VMware Cloud Disaster Recovery - Implementation Practices Guide
Overview
Introduction
This guide will cover many of the implementation practices identified that will help improve the setup and operation of VMware Cloud Disaster Recovery.
VMware Cloud Disaster Recovery provides a framework for protecting VMware workloads - either in on-premises vCenter environments or in VMC on AWS SDDCs There are protected to a cloud-based repository (SCFS) of Recovery Points that can be used to fail over VM operations to a Recovery SDDC running in VMware Cloud on AWS.
This document will evolve over time as new practices and areas of consideration are added. It is suggested to use the dynamic html link to the guide whenever possible to reference the content.
Purpose of This Guide
This guide takes you through several areas of using VMware Cloud Disaster Recovery in a variety of situations. The goal is to provide insights and criteria that can be applied to your specific deployment scenarios.
For more information, see the Product Documentation.
Audience
This guide is intended for IT administrators and product evaluators who are familiar with VMware Cloud Disaster Recovery. Familiarity with VMware vSphere and VMware vCenter Server as well familiarity with networking and storage in a virtual environment, Active Directory, identity management, and directory services is assumed.
Prerequisites
This guide assumes a basic working knowledge of VMware Cloud on AWS, VMware Cloud Disaster Recovery, vSphere and vCenter environments.
Protecting Workloads
This section will focus on the elements of VMware Cloud Disaster Recovery that pertain to protecting the VM workloads in preparation for disaster recovery failover needs.
Protecting workloads with VMware Cloud DR involves setting up the Protected Site(s) and defining Protection Group policies.
These are documented in more detail in the product documentation here:
Implementation considerations for these two operational setup tasks are discussed below.
Protected Sites
Understanding how the data flows from the Protected Site DRaaS Connector(s) to the Scale-out Cloud File System (SCFS) will help in designing and implementing a good site topology.
Each VMware Cloud DR instance can support multiple Protected Sites and each Protected Site can support multiple DRaaS Connectors and multiple vCenter Server registrations. The current configurations limits on these are found in the online ConfigMax tool. Each DRaaS Connector has a recommended limit of VMs from the VCenter inventories that it will need to handle.
These limits need to be considered to provide optimal resiliency and performance considerations.
Some other logistic considerations are outlined below.
Practice – network connectivity for replication traffic
Note that VMware Cloud DR does not carry or configure user traffic to failed over VMs. Please see the VMC on AWS documentation for user traffic options.
The replication connection can be configured over a public interface (either internet or DX) or over a private DX method:
- public internet including AWS Public VIF Direct Connect (DX) – with this option VMware Cloud DR securely replicates VMs via SSL over the public internet to the SCFS service.
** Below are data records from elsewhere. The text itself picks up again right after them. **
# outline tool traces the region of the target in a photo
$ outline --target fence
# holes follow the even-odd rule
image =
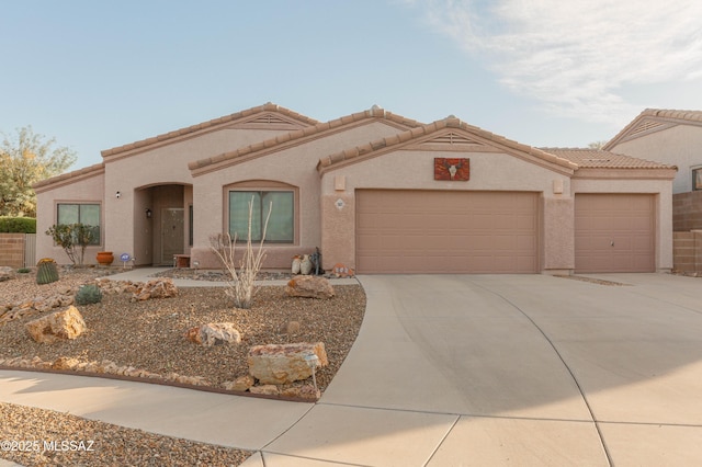
[[[672,269],[684,273],[702,272],[702,230],[672,232]]]
[[[36,234],[0,234],[0,266],[36,264]]]

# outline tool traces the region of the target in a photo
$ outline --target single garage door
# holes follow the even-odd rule
[[[654,195],[576,194],[576,272],[654,272]]]
[[[539,195],[356,191],[359,273],[534,273]]]

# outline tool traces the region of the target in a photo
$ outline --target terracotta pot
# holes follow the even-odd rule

In the use of an AWS public VIF traffic will enter your private side of the connection and exit the public side of the AWS network.
- private interface via Direct Connect (DX) – alternatively customers can use an AWS Private VIF connection if they wish to keep all replication off public infrastructure either over the internet or within the AWS network.
Recommendation: use the network connection method that provides your organization the appropriate bandwidth and security attachment method. The available bandwidth may be greater than the actual used bandwidth based on a number of other architectural choices (e.g., concurrency) implemented in the Protected Site setups.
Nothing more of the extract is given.